Sikhala wrote a letter from prison recently vowing not to give up his struggle to emancipate the people from Zanu PF dictatorship.
“No matter the adversities, the liberation of our people from oppression and persecution cannot be postponed any further . . . Even if I die in the concentration camp called Chikurubi Maximum Prison, dear Zimbabweans remember me. Remember that it is because of our freedom, happiness and liberty that has (sic) been robbed from one generation to another, that I met my fate. I promise I will never be silenced until we all enjoy our nationhood.”
These are the kind of yesteryear words associated with nationalists fighting for Africa’s independence against colonial rule in the 1960s and 1970s.
Let’s look at it this way: Is Sikhala giving himself an aura of importance he hasn’t got? This question may sound “unrevolutionary” to those who have taken it upon themselves to fight the Zanu PF system. But imagine if it were MDC-Alliance president Nelson Chamisa being treated this way by the courts? I can bet the streets would be full of people demonstrating day and night for his release.
Could it be the ruling Zanu PF party and the Zimbabwe Republic Police have noticed that Sikhala is all bark and no bite and have planned, by his continued incarceration, to show him just how unimportant he is!
His plight has shown he is unimportant to his constituency and to the people who would have been expected to join him in his acts of defiance. Very importantly he is unimportant to the political party of which he is vice-chairman which has remained silent in the face of his incarceration.

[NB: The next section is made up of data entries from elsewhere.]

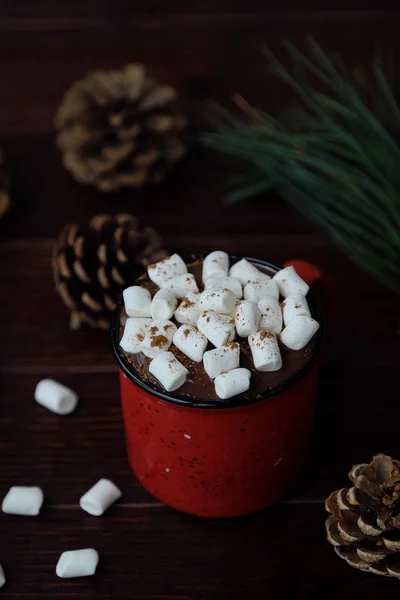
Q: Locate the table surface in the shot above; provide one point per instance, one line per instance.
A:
(148, 551)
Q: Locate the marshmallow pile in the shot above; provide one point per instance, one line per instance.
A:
(237, 301)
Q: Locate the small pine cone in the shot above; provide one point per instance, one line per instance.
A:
(364, 526)
(4, 186)
(120, 129)
(93, 263)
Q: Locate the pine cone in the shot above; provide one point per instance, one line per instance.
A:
(364, 525)
(4, 187)
(94, 263)
(120, 129)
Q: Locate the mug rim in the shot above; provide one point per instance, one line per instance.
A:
(237, 401)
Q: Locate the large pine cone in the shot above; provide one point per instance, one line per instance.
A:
(120, 129)
(364, 525)
(92, 264)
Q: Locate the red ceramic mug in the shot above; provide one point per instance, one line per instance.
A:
(219, 459)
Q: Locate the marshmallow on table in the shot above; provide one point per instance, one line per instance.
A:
(55, 396)
(298, 332)
(290, 283)
(100, 497)
(215, 264)
(222, 359)
(134, 334)
(21, 500)
(247, 318)
(220, 301)
(163, 304)
(158, 338)
(168, 371)
(167, 268)
(216, 330)
(77, 563)
(180, 285)
(137, 301)
(255, 291)
(191, 342)
(232, 383)
(271, 315)
(187, 311)
(246, 272)
(295, 305)
(229, 283)
(265, 351)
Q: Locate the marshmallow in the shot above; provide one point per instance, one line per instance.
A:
(290, 283)
(180, 285)
(187, 311)
(163, 305)
(220, 301)
(295, 305)
(229, 283)
(255, 291)
(55, 396)
(137, 301)
(168, 371)
(100, 497)
(21, 500)
(265, 351)
(271, 315)
(298, 332)
(191, 342)
(246, 272)
(232, 383)
(215, 329)
(77, 563)
(158, 338)
(221, 359)
(134, 334)
(215, 264)
(167, 268)
(247, 318)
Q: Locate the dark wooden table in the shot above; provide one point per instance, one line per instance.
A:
(148, 551)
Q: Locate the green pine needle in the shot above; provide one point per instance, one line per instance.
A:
(335, 158)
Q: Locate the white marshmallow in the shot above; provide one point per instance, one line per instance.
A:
(163, 305)
(77, 563)
(158, 338)
(134, 334)
(232, 383)
(255, 291)
(55, 396)
(21, 500)
(290, 283)
(167, 268)
(168, 371)
(265, 351)
(187, 312)
(222, 359)
(246, 272)
(181, 285)
(100, 497)
(137, 301)
(220, 301)
(295, 305)
(191, 342)
(215, 264)
(216, 330)
(298, 332)
(228, 283)
(247, 318)
(271, 315)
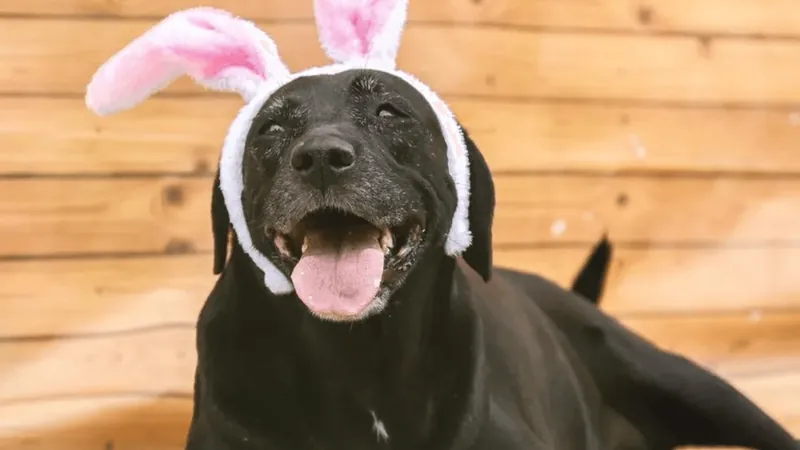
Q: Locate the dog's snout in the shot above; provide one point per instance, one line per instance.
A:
(323, 155)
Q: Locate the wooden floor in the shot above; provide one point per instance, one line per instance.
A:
(673, 126)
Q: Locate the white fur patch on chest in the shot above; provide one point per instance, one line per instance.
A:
(379, 428)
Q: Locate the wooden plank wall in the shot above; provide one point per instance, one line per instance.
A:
(674, 126)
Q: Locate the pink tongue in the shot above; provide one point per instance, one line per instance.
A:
(339, 275)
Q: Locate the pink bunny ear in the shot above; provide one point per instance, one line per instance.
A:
(353, 30)
(216, 49)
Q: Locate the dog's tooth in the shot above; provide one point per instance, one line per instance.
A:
(386, 240)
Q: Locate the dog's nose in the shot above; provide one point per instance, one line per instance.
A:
(322, 156)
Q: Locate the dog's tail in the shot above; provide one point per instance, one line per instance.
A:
(590, 281)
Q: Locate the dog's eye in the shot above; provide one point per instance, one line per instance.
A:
(269, 128)
(387, 110)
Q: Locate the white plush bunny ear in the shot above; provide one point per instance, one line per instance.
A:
(355, 30)
(215, 48)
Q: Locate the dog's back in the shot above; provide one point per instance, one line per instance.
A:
(626, 391)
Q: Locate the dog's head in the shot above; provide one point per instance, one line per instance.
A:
(340, 179)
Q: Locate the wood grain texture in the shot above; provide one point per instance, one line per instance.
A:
(119, 420)
(159, 361)
(81, 297)
(135, 215)
(743, 17)
(481, 61)
(185, 136)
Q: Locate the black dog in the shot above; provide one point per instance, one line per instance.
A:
(449, 355)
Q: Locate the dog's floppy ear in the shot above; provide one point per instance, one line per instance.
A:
(220, 227)
(481, 210)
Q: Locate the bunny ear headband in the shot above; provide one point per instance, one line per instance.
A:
(225, 53)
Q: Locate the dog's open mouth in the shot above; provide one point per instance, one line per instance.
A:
(341, 261)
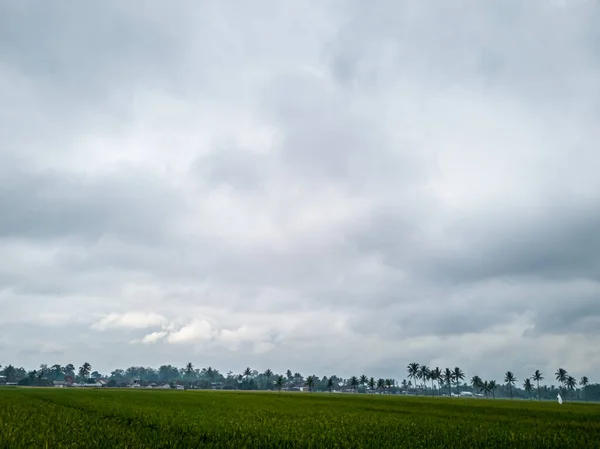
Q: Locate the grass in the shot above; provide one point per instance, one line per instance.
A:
(71, 418)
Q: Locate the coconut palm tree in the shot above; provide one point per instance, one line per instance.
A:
(436, 374)
(537, 376)
(571, 383)
(372, 383)
(528, 386)
(492, 385)
(189, 371)
(354, 383)
(330, 384)
(424, 373)
(279, 382)
(413, 371)
(247, 373)
(447, 379)
(457, 376)
(510, 379)
(389, 383)
(364, 380)
(476, 383)
(561, 375)
(268, 375)
(311, 383)
(584, 382)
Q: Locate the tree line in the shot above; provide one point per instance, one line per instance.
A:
(420, 380)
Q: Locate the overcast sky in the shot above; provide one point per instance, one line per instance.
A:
(327, 186)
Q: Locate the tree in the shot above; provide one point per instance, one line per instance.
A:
(424, 374)
(492, 385)
(10, 373)
(279, 382)
(447, 379)
(84, 370)
(457, 376)
(364, 380)
(389, 383)
(436, 374)
(354, 383)
(561, 376)
(476, 383)
(584, 382)
(413, 370)
(189, 372)
(57, 371)
(489, 386)
(372, 383)
(528, 386)
(571, 383)
(510, 379)
(70, 370)
(537, 376)
(310, 381)
(268, 375)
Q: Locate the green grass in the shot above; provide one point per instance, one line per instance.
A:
(70, 418)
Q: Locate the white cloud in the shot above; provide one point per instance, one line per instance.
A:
(196, 332)
(129, 320)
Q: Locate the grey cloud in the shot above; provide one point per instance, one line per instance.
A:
(48, 204)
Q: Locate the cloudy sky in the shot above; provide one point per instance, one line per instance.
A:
(326, 186)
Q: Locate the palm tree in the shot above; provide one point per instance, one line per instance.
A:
(268, 375)
(477, 383)
(364, 380)
(86, 369)
(436, 374)
(56, 370)
(584, 382)
(447, 378)
(424, 374)
(389, 383)
(571, 383)
(561, 376)
(458, 375)
(537, 376)
(413, 370)
(189, 371)
(528, 386)
(372, 383)
(279, 382)
(311, 383)
(492, 385)
(510, 380)
(354, 383)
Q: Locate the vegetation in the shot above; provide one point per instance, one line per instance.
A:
(111, 418)
(421, 380)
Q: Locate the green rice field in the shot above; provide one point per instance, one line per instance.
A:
(105, 418)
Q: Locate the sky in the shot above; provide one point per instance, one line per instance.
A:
(326, 186)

When he finally emerges from Chikurubi, he will very likely realise he has no allies and that he is the lone wolf trying to tackle head on a whole monolithic edifice called Zanu Chiororo. That aloneness will break his heart.
Chamisa vs Bobi Wine
But why is Chamisa so quiet in the face of the persecution of someone so high in the hierarchy of his party? Many have said this is due to sheer cowardice on his part.
He is afraid to lead from the front and go on the streets to demonstrate his support for his comrades. His party spokeswoman Fadzayi Mahere was also locked up recently and then released on bail. Chamisa didn’t raise as much as a finger to protest her persecution.

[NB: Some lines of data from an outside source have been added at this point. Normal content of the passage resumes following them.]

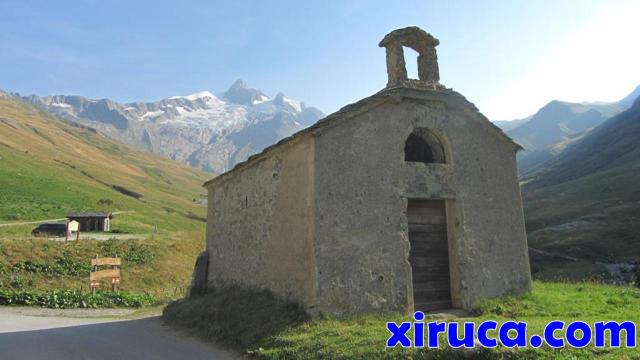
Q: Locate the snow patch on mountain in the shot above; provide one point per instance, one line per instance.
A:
(200, 129)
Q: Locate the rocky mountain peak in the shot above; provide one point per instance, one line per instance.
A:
(239, 93)
(199, 129)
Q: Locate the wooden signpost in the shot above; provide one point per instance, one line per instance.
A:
(114, 273)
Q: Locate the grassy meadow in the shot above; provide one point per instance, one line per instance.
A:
(50, 167)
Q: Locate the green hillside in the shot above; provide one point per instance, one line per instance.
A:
(585, 203)
(50, 167)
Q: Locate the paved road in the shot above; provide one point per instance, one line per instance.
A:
(62, 338)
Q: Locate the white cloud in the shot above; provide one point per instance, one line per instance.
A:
(597, 62)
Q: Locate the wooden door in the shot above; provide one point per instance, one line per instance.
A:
(429, 255)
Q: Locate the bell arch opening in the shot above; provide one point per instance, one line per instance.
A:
(423, 146)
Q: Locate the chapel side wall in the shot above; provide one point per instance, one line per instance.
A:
(260, 228)
(362, 187)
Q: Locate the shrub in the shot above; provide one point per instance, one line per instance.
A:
(74, 299)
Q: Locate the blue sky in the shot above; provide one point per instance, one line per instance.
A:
(508, 57)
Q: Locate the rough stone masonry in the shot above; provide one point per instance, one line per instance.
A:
(408, 199)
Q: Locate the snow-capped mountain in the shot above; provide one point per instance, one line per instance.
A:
(203, 130)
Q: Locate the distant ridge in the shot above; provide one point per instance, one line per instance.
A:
(200, 129)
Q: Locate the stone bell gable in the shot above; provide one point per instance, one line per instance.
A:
(424, 44)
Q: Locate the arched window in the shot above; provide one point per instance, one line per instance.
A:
(423, 146)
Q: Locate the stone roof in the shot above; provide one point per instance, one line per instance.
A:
(91, 214)
(395, 94)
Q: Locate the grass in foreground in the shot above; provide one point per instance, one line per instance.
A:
(76, 299)
(160, 266)
(265, 327)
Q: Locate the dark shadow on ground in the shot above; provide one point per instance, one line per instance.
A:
(131, 339)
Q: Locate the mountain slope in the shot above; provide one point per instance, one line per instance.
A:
(585, 203)
(201, 129)
(49, 167)
(549, 131)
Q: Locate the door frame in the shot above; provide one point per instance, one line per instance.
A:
(452, 220)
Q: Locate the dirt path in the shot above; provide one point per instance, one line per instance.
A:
(33, 334)
(51, 220)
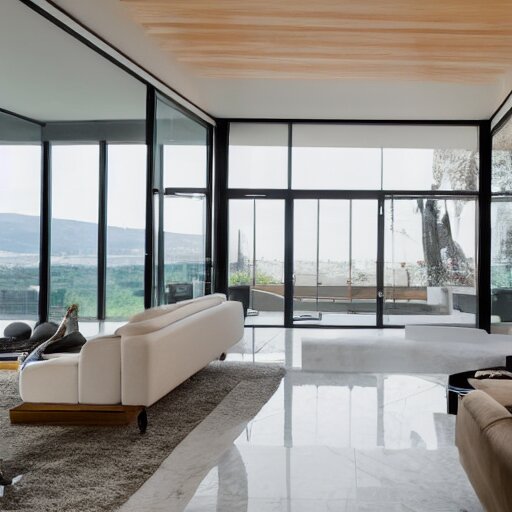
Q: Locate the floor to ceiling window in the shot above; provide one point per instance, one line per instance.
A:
(183, 205)
(126, 224)
(382, 219)
(258, 160)
(20, 172)
(74, 229)
(501, 221)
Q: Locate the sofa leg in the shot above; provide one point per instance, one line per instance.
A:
(79, 414)
(142, 421)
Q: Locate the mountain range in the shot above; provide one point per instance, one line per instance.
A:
(20, 234)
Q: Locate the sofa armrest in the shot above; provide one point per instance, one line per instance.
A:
(51, 381)
(484, 440)
(99, 371)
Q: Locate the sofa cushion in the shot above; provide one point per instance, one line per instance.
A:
(151, 313)
(175, 314)
(18, 331)
(44, 332)
(499, 389)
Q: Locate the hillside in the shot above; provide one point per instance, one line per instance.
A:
(20, 234)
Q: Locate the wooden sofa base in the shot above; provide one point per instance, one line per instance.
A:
(79, 414)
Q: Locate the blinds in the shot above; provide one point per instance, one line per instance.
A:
(385, 136)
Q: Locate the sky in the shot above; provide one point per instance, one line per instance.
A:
(75, 195)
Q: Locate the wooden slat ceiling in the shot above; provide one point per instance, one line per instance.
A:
(436, 40)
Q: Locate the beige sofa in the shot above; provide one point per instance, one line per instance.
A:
(143, 360)
(484, 440)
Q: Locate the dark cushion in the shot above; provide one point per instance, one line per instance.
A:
(44, 332)
(18, 331)
(73, 342)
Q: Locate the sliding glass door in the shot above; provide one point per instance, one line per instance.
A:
(430, 260)
(335, 261)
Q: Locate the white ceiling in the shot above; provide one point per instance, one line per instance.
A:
(48, 75)
(69, 81)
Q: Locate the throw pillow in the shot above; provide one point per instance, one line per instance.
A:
(37, 353)
(71, 343)
(44, 332)
(18, 331)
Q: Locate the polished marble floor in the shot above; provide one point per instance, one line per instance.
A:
(324, 442)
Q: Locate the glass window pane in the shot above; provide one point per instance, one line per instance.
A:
(184, 252)
(502, 159)
(430, 169)
(126, 223)
(501, 259)
(335, 253)
(20, 176)
(430, 261)
(258, 155)
(324, 158)
(256, 259)
(74, 229)
(372, 157)
(183, 145)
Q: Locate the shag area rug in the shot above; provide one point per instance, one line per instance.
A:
(98, 468)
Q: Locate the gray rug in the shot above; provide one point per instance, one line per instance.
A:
(97, 469)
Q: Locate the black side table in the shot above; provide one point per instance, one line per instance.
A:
(458, 385)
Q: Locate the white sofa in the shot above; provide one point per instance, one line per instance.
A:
(144, 360)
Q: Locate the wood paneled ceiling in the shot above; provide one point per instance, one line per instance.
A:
(437, 40)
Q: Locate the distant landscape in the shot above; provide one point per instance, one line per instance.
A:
(74, 266)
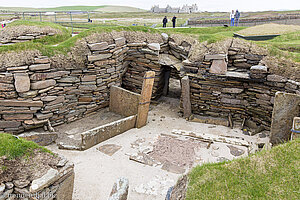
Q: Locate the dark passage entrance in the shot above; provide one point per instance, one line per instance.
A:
(172, 86)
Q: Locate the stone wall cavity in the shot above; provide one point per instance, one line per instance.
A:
(240, 86)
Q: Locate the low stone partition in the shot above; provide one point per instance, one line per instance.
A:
(56, 183)
(95, 136)
(230, 77)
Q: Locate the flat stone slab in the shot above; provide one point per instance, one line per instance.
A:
(39, 67)
(154, 46)
(210, 120)
(120, 190)
(173, 168)
(166, 59)
(42, 84)
(44, 181)
(215, 57)
(19, 103)
(102, 133)
(22, 82)
(235, 151)
(123, 102)
(42, 139)
(98, 46)
(258, 69)
(109, 149)
(93, 58)
(239, 75)
(218, 67)
(120, 41)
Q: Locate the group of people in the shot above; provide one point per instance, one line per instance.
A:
(165, 21)
(234, 18)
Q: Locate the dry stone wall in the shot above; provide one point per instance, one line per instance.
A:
(57, 183)
(239, 86)
(227, 78)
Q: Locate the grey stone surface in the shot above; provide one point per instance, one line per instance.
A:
(154, 46)
(42, 84)
(232, 90)
(93, 58)
(215, 57)
(109, 149)
(123, 102)
(286, 107)
(39, 67)
(102, 133)
(98, 46)
(44, 181)
(259, 69)
(43, 139)
(22, 82)
(120, 189)
(120, 41)
(276, 78)
(218, 67)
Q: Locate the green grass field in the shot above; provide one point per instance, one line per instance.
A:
(103, 8)
(12, 147)
(286, 45)
(270, 174)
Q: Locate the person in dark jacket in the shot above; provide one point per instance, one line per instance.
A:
(174, 21)
(165, 21)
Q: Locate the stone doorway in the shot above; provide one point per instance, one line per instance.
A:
(172, 84)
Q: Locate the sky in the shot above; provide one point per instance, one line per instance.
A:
(203, 5)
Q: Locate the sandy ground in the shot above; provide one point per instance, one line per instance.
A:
(96, 172)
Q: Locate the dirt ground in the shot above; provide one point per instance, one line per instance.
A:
(97, 170)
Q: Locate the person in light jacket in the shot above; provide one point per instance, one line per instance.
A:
(232, 18)
(174, 21)
(237, 17)
(165, 21)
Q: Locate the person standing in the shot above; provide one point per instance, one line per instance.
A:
(174, 21)
(165, 21)
(237, 17)
(232, 18)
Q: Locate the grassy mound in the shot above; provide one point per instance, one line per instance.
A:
(209, 34)
(269, 29)
(270, 174)
(104, 8)
(12, 147)
(46, 47)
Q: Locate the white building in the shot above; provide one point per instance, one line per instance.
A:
(185, 9)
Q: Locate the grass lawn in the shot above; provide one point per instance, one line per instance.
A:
(270, 174)
(12, 147)
(209, 34)
(286, 45)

While important cadres of his party were crying for his voice, his counterpart and comrade in Uganda was leading from the front, taking head on the military and the police on the streets meeting intimidation, arrest and political violence as he campaigned in the presidential election. Bobi Wine showed the world what it really means to lead from the front.
Not our Chamisa! He is happy to just sit there and watch the drama as it unfolds and his party as it unravels.

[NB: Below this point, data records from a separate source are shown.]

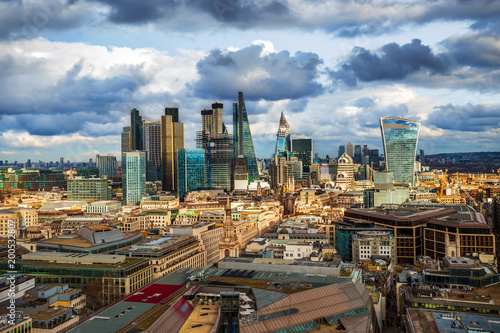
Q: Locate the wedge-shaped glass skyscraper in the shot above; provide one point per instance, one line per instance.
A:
(243, 144)
(400, 138)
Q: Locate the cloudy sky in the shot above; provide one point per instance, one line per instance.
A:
(71, 69)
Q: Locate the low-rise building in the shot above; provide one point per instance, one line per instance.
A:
(103, 207)
(207, 233)
(118, 275)
(167, 253)
(461, 273)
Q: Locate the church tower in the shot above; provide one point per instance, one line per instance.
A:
(229, 245)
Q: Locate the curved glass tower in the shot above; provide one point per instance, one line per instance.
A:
(400, 137)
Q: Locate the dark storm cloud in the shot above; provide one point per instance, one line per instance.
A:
(469, 118)
(20, 19)
(72, 104)
(28, 19)
(271, 77)
(474, 49)
(390, 62)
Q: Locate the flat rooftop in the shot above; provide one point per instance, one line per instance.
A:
(157, 244)
(76, 258)
(114, 318)
(426, 321)
(334, 263)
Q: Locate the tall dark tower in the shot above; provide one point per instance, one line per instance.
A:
(172, 139)
(174, 112)
(243, 144)
(136, 129)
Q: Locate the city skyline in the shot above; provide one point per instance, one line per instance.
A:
(73, 70)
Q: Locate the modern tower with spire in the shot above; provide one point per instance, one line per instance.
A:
(283, 137)
(243, 144)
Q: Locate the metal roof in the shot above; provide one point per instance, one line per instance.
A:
(307, 306)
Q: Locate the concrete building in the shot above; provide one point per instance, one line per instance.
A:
(89, 189)
(345, 172)
(106, 165)
(207, 233)
(167, 253)
(119, 275)
(461, 273)
(134, 176)
(103, 207)
(90, 239)
(421, 229)
(172, 138)
(373, 244)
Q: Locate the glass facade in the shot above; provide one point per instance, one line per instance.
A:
(283, 137)
(400, 138)
(303, 149)
(191, 170)
(134, 177)
(106, 165)
(243, 144)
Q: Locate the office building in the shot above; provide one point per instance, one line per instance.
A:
(461, 273)
(106, 165)
(219, 149)
(152, 146)
(134, 176)
(371, 244)
(33, 180)
(341, 150)
(89, 189)
(357, 154)
(283, 137)
(349, 149)
(240, 173)
(190, 170)
(212, 120)
(345, 173)
(385, 191)
(172, 138)
(374, 158)
(136, 129)
(126, 139)
(243, 144)
(400, 137)
(303, 149)
(434, 230)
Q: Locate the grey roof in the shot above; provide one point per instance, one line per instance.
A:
(110, 320)
(266, 297)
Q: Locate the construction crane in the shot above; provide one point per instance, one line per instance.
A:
(442, 185)
(371, 175)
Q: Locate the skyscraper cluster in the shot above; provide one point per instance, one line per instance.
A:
(221, 160)
(292, 159)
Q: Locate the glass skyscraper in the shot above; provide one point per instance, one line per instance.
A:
(134, 176)
(190, 170)
(400, 137)
(283, 137)
(303, 150)
(243, 144)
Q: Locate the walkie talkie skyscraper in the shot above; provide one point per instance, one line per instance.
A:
(400, 137)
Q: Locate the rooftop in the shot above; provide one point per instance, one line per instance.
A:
(426, 321)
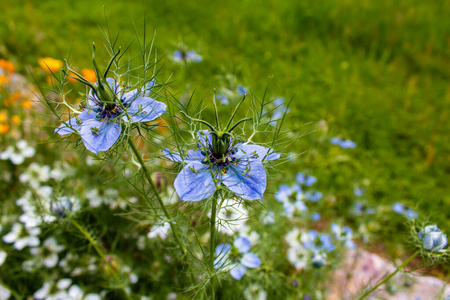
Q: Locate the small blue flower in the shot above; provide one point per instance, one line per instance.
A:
(222, 99)
(100, 124)
(318, 260)
(358, 191)
(344, 234)
(398, 208)
(315, 216)
(241, 90)
(236, 258)
(432, 238)
(313, 196)
(222, 161)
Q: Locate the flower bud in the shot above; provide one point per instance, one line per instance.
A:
(432, 238)
(61, 207)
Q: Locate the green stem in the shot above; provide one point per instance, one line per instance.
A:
(100, 253)
(212, 241)
(389, 276)
(14, 293)
(158, 197)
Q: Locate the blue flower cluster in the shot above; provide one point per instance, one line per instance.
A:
(237, 166)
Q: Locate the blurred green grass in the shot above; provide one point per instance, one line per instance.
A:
(377, 72)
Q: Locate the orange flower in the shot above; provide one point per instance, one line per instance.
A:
(89, 74)
(4, 128)
(13, 98)
(3, 79)
(7, 66)
(15, 119)
(49, 64)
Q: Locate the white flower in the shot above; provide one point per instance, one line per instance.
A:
(18, 157)
(48, 253)
(161, 230)
(20, 241)
(35, 174)
(232, 217)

Because of this another school of thought has emerged. Some say Sikhala poses the greatest threat to Chamisa’s leadership of the party. MDC-Alliance funders are alleged to have got fed up with his docile approach to the problem.
They want action, they want people to go on the streets and demonstrate like what the Ugandans did under Bobi Wine. They think Sikhala alone in the MDC-Alliance outfit is capable of leading such a revolution.
They say Chamisa is aware of this; aware that Sikhala is about to pull the rug from under his feet. So Chamisa would rather have Sikhala rot in Chikurubi than fight for him to be released.
Chamisa has the charisma and the crowd-pulling power that Sikhala so woefully lacks. His detractors say he is afraid to lend the crowds to Sikhala because that way he would be shooting himself in the foot. He is keeping his crowds with the hope that they will vote for him in 2023 when the next round of presidential polls comes along.